The fermented milk mainly consists of Lactobacillus bulgaricus and Streptococcus thermophilus. This research was aimed to investigate the cofermentation characteristics of different L. bulgaricus and S. thermophilus strains. Three strains of L. bulgaricus and S. thermophilus ST-2 were mixed and prepared into the starter (A, B, and C) and applied to milk fermentation for screening of optimal combination, and the commercial starter (D) was used as the reference. The microrheological properties during fermentation were analyzed by using multifrequency diffusion spectroscopy. Meanwhile, the fermented milk's stability, texture, and sensory characteristics were also observed during storage. Microrheology analysis revealed that the time to reach the fermentation endpoint of starters A, B, and C was almost the same during fermentation. Groups A, B, and C showed more elastic solid-state properties and groups A and C had higher elastic factors, indicating that the gel structure of the sample was relatively strong. During storage, the pH value of fermented milk in each group D, A, C, and B was in sequence from high to low, and the titratable acidity was also in sequence from high to low in B, C, A, and D groups, respectively. The viscosity of group A was significantly higher than that of groups B and C (p < 0.05), and there was no change in group D (p > 0.05). The sensory score of fermented milk in group A was higher, and the overall texture was good. Results concluded that group A starter culture produced fermented milk with a firm gel structure and excellent texture and flavor. This study will provide data support and methodology for developing and screening compound starters applied for milk fermentation in the future.

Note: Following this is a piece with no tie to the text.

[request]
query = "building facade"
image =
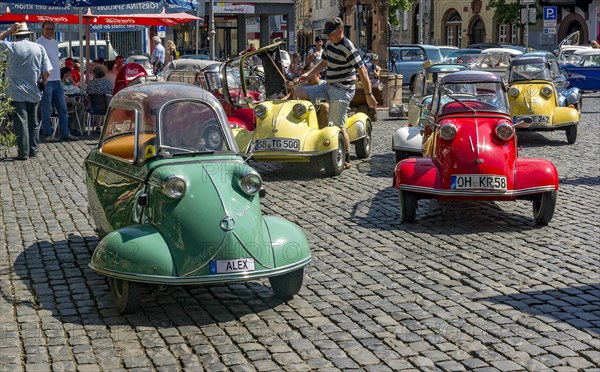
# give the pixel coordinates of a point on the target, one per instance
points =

发酵乳主要由保加利亚乳杆菌和嗜热链球菌组成。本研究旨在探讨保加利亚乳杆菌和嗜热链球菌的共发酵特性。将3株保加利亚乳杆菌和嗜热链球菌ST-2混合配制成发酵剂(A、B、C)进行乳发酵,筛选最佳组合,并以商品发酵剂(D)为参照。利用多频扩散光谱分析了发酵过程中的微流变学特性。同时,对发酵乳的稳定性、质地和感官特性进行了观察。微流变学分析表明,发酵剂A、B和C在发酵过程中到达发酵终点的时间几乎相同。A、B、C组表现出更强的弹性固态性质,A、C组弹性系数更高,说明样品的凝胶结构相对较强。在贮藏过程中,D、A、C、B组发酵乳的pH值由高到低,B、C、A、D组发酵乳的可滴定酸度也由高到低。A组的黏度显著高于B、C组(p < 0.05), D组无显著变化(p < 0.05)。A组发酵乳感官评分较高,整体质地较好。结果表明,A组发酵剂生产的发酵乳凝胶结构牢固,质地和风味优良。本研究将为今后开发和筛选应用于牛奶发酵的复合发酵剂提供数据支持和方法依据。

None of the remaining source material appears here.